The 83’x25’, 10-megapixel videowall in Philadelphia’s Comcast Center features a series of photorealistic images playing on 6,771 Barco NX-4 4mm LED modules.

If you listen carefully, you can almost hear the videowall in the lobby of Philadelphia's Comcast Center thinking.

For 18 hours a day, the giant 83ft.-wide-by-25ft.-high, 10-megapixel display provides the approximately 10,000 people who walk daily through the seven-story glass atrium with an unending — yet endlessly varied — parade of stunningly photorealistic images generated by a content-creation system with a complexity that approaches artificial intelligence.

The videowall is composed of 6,771 Barco NX-4 4mm LED modules in a seamlessly flat 800-tile installation that is draped over three cutouts accommodating the lobby's elevator banks. The fundamental genius of the videowall's design is that the display surface itself is intended not to be seen at all. Its creator, high-definition technology pioneer David Niles, has given the background on the LED array the exact same look as the 9'×10' maple wood panels adorning the surrounding walls. That way, images generated on the videowall's screen can appear to be floating in front of the wall itself.

In an era that sees corporate logos splashed over everything from sports stadiums to concert halls, it's refreshing to note that the videowall lobby installation was conceived by Comcast's chairman and CEO, Brian Roberts, as a gift to the people of Philadelphia.

To bring it to life, Roberts and the owner of the building, Liberty Property Trust, turned to Niles because of his proven history of being able to work magic with HD display technology that no one else has even attempted. After all, Niles established the first modern HD production studio in 1985 in Paris. After moving to Manhattan, he later employed HD acquisition and post to create music projects for the likes of Tony Bennett, Mick Jagger, and Aerosmith. Niles has also produced highly acclaimed HDTV installations at such places as Macy's Herald Square and Madison Square Garden in New York. He has used his HD wizardry on numerous TV entertainment and commercial productions, and he has been awarded the Chevalier des Arts et Lettres from the French Minister of Culture and an Emmy nomination from the Academy of Television Arts & Sciences.
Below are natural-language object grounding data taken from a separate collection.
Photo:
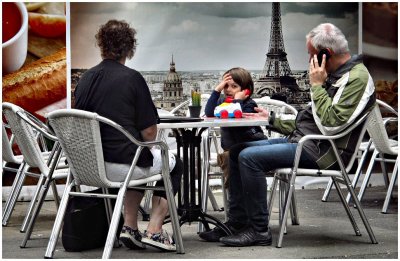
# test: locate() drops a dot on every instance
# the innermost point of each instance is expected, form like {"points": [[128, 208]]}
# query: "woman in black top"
{"points": [[121, 94]]}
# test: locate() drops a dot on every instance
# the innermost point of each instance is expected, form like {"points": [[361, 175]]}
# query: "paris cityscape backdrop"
{"points": [[203, 40]]}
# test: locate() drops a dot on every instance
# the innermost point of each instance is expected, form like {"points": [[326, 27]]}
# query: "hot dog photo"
{"points": [[34, 68]]}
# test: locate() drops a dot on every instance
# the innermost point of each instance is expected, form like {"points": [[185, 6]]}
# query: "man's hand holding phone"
{"points": [[317, 73]]}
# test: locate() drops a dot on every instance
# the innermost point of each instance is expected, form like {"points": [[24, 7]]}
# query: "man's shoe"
{"points": [[248, 237], [215, 234], [131, 238]]}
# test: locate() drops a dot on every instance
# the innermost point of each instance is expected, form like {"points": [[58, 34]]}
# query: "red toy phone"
{"points": [[230, 99]]}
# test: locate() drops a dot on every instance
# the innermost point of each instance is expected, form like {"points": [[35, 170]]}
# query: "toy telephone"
{"points": [[230, 99]]}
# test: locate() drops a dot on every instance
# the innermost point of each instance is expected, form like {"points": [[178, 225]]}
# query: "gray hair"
{"points": [[328, 36]]}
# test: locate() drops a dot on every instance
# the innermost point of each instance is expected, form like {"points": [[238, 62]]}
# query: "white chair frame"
{"points": [[23, 126], [369, 146], [289, 175], [67, 122]]}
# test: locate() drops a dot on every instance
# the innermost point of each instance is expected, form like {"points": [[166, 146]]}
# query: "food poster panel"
{"points": [[34, 67]]}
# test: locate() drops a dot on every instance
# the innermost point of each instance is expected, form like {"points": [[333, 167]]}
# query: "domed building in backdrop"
{"points": [[172, 90]]}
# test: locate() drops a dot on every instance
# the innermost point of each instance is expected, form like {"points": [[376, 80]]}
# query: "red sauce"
{"points": [[12, 20]]}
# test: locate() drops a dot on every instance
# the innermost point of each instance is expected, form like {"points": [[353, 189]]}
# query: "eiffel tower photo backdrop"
{"points": [[206, 39]]}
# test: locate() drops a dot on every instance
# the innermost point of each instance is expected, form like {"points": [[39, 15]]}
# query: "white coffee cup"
{"points": [[15, 49]]}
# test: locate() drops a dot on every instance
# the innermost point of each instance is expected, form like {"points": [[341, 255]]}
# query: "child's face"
{"points": [[231, 88]]}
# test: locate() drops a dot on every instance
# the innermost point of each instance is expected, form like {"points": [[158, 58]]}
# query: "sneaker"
{"points": [[248, 237], [131, 238], [215, 234], [161, 240]]}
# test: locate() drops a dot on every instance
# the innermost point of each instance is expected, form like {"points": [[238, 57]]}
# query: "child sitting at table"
{"points": [[234, 83]]}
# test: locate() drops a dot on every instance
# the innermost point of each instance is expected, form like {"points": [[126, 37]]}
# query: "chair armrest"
{"points": [[180, 106], [330, 138], [37, 125], [160, 143]]}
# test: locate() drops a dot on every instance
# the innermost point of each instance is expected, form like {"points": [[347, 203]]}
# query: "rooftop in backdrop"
{"points": [[207, 36]]}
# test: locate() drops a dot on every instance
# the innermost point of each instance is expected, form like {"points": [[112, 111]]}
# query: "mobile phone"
{"points": [[320, 55]]}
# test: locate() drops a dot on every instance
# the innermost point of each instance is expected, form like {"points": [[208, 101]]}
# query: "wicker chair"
{"points": [[369, 147], [25, 126], [79, 135], [288, 175], [382, 146]]}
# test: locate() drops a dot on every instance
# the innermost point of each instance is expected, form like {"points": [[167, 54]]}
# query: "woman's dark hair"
{"points": [[116, 40], [242, 77]]}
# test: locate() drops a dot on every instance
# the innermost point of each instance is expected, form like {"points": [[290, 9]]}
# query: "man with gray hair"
{"points": [[341, 91]]}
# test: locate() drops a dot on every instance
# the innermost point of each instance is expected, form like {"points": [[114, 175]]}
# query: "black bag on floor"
{"points": [[85, 223]]}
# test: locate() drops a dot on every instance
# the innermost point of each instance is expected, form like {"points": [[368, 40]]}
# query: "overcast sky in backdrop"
{"points": [[206, 36]]}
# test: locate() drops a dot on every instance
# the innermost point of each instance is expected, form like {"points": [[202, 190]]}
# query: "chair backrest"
{"points": [[282, 109], [377, 131], [25, 136], [79, 135], [363, 122], [7, 153]]}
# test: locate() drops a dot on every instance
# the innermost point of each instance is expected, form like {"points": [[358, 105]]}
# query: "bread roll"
{"points": [[38, 84]]}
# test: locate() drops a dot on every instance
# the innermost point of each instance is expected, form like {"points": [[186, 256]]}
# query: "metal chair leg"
{"points": [[362, 214], [286, 206], [272, 196], [32, 204], [58, 222], [38, 206], [367, 175], [212, 199], [391, 187], [327, 190], [14, 193], [111, 236], [346, 207], [359, 169]]}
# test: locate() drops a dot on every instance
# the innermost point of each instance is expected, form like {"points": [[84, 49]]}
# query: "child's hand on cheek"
{"points": [[242, 95], [221, 85]]}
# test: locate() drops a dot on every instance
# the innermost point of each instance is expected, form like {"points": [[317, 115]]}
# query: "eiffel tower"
{"points": [[276, 75]]}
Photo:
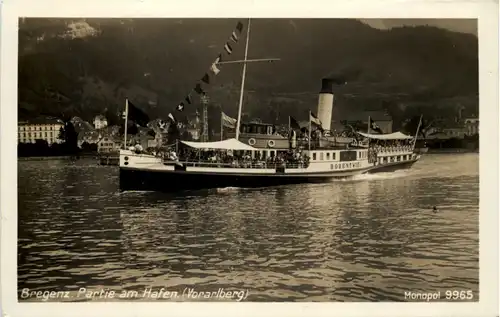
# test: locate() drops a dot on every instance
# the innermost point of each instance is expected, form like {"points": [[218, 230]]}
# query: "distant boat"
{"points": [[261, 158]]}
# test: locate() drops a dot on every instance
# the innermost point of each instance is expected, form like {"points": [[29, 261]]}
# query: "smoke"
{"points": [[343, 76]]}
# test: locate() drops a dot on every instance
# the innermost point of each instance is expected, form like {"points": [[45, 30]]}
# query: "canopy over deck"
{"points": [[390, 136], [229, 144]]}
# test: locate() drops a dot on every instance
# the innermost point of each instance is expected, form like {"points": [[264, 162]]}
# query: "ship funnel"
{"points": [[325, 104]]}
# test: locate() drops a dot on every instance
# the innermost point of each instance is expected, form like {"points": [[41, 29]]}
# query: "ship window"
{"points": [[348, 156]]}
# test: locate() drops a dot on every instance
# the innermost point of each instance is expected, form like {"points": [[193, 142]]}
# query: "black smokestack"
{"points": [[327, 83]]}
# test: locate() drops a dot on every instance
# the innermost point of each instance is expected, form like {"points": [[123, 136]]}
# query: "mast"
{"points": [[126, 124], [416, 133], [238, 122]]}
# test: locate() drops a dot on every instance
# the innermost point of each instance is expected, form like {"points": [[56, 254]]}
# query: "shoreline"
{"points": [[451, 151], [53, 158]]}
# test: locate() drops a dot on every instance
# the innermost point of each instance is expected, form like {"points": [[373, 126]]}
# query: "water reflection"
{"points": [[371, 238]]}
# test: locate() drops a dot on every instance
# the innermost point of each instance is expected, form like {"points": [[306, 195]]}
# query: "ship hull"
{"points": [[392, 167], [171, 181]]}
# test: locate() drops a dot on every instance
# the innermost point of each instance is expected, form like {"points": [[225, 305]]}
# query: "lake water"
{"points": [[371, 238]]}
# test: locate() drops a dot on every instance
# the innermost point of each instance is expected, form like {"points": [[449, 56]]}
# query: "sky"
{"points": [[458, 25]]}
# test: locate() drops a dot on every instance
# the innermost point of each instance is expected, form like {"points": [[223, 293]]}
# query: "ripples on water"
{"points": [[367, 239]]}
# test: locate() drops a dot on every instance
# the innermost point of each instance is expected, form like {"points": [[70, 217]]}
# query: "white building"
{"points": [[472, 126], [39, 129], [100, 122]]}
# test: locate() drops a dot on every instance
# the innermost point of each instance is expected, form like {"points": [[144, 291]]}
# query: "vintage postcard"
{"points": [[239, 158]]}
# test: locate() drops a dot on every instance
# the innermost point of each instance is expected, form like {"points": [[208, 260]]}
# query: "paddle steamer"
{"points": [[260, 157]]}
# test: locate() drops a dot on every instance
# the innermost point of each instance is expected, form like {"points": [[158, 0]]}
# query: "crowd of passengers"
{"points": [[391, 145]]}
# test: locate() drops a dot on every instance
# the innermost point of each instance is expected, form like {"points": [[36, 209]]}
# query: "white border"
{"points": [[486, 11]]}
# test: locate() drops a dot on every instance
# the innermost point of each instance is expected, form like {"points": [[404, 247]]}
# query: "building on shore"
{"points": [[472, 126], [89, 137], [382, 118], [109, 144], [46, 129]]}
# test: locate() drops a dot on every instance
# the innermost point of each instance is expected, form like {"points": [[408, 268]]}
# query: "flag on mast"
{"points": [[239, 27], [314, 120], [234, 37], [227, 121]]}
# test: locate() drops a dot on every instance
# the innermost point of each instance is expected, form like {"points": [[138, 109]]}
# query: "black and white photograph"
{"points": [[250, 159]]}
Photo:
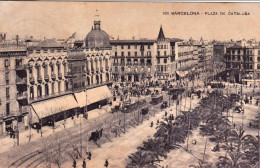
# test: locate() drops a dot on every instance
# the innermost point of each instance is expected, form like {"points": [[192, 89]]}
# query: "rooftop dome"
{"points": [[49, 43], [97, 38]]}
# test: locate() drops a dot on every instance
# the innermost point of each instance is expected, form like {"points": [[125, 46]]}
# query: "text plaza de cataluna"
{"points": [[51, 77]]}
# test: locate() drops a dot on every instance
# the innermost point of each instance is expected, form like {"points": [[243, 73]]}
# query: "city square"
{"points": [[140, 102]]}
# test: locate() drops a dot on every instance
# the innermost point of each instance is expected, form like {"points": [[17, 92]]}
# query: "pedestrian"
{"points": [[74, 164], [89, 155], [250, 124], [106, 163], [84, 164]]}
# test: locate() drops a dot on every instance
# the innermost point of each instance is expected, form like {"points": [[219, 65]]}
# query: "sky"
{"points": [[127, 19]]}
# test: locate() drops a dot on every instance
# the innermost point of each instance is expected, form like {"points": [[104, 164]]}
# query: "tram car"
{"points": [[156, 99]]}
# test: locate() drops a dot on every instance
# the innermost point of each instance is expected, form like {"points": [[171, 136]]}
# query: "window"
{"points": [[158, 60], [7, 93], [7, 78], [52, 88], [38, 72], [46, 89], [142, 53], [59, 84], [7, 63], [7, 109], [58, 66]]}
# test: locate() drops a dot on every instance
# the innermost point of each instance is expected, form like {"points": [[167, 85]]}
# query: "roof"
{"points": [[141, 41], [76, 55], [97, 38], [49, 43], [161, 34], [175, 39]]}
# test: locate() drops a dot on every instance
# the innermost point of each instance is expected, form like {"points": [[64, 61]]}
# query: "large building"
{"points": [[243, 63], [144, 60], [40, 80], [12, 86]]}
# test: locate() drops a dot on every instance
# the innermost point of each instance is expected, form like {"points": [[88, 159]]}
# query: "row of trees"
{"points": [[209, 116]]}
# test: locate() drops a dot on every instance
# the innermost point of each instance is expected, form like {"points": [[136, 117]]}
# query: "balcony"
{"points": [[60, 75], [24, 109], [21, 96], [39, 78], [53, 76], [31, 79], [20, 67], [21, 81], [70, 75], [46, 77]]}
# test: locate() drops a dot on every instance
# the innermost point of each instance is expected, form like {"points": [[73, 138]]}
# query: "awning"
{"points": [[97, 94], [81, 99], [53, 106], [182, 73]]}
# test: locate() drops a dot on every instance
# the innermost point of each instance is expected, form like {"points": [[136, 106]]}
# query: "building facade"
{"points": [[12, 86], [243, 64], [39, 81], [144, 60]]}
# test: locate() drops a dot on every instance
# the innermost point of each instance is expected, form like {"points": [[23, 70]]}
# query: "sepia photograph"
{"points": [[129, 84]]}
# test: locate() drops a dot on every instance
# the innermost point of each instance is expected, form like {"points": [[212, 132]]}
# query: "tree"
{"points": [[232, 160]]}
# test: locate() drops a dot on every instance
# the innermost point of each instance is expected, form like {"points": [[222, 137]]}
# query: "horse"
{"points": [[96, 135]]}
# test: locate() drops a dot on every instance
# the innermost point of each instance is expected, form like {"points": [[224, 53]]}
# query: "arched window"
{"points": [[46, 89], [39, 91], [97, 79], [31, 92]]}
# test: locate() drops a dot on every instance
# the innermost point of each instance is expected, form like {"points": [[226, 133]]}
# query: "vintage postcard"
{"points": [[129, 85]]}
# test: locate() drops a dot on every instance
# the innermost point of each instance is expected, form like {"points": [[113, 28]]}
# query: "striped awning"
{"points": [[52, 106]]}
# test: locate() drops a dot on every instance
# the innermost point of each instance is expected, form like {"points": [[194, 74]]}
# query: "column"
{"points": [[25, 121], [3, 126]]}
Comcast and Liberty Property Trust came to the Niles Creative Group asking its founder to conjure up a lobby experience that would provide a magical environment capable of inspiring and informing passers-by with a longevity that would extend its appeal well into the future.

PLANNING AND IMPLEMENTATION

The criteria Niles set for himself were daunting.

“First, I wanted the wall to be photorealistic so the viewing experience would approach reality,” he says. “Second, since the atrium is open to the skylight, the display had to be able to stand up to daylight. Therefore, a projection system was out. And third, we needed to find a technology for the content-creation system behind the wall that could be almost maintenance-free by operating mostly on its own.”

In 2005, Niles installed a large LED display as the backdrop for stage productions at Radio City Music Hall, so in February 2007, he invited several major manufacturers to conduct a side-by-side LED screen shootout. Each system had advantages and disadvantages, but by March 2007, Barco's NX-4 4mm LED modules were picked.

The wall was to be suspended from a massive, steel box header beam bolted to the underpanels of the floor above, with tie-backs from the rear of the wall to the building's concrete core to stablize the wall vertically. Other than those tie-backs, the wall is completely independent from the rest of the building to so it can freely expand and contract with changing temperatures. The header beam went up in October 2007, and Barco started hanging the tiles in March 2008, completing that phase by early May. During the whole installation process, the wall was hidden from public view behind a paper curtain.

“It was a pretty extensive evaluation process,” says Steve Scorse, vice president of events at Barco. “With no rear access, everything had to be serviced from the front of the wall. Nobody had ever hung a videowall this size before, and we were scaling the project up from a 100-tile demonstration to a custom 800-tile installation with a hidden support structure that has to hold up to 28,000lbs. of LED modules. Fortunately, Barco's depth of engineering experience was extensive enough to handle the challenge.”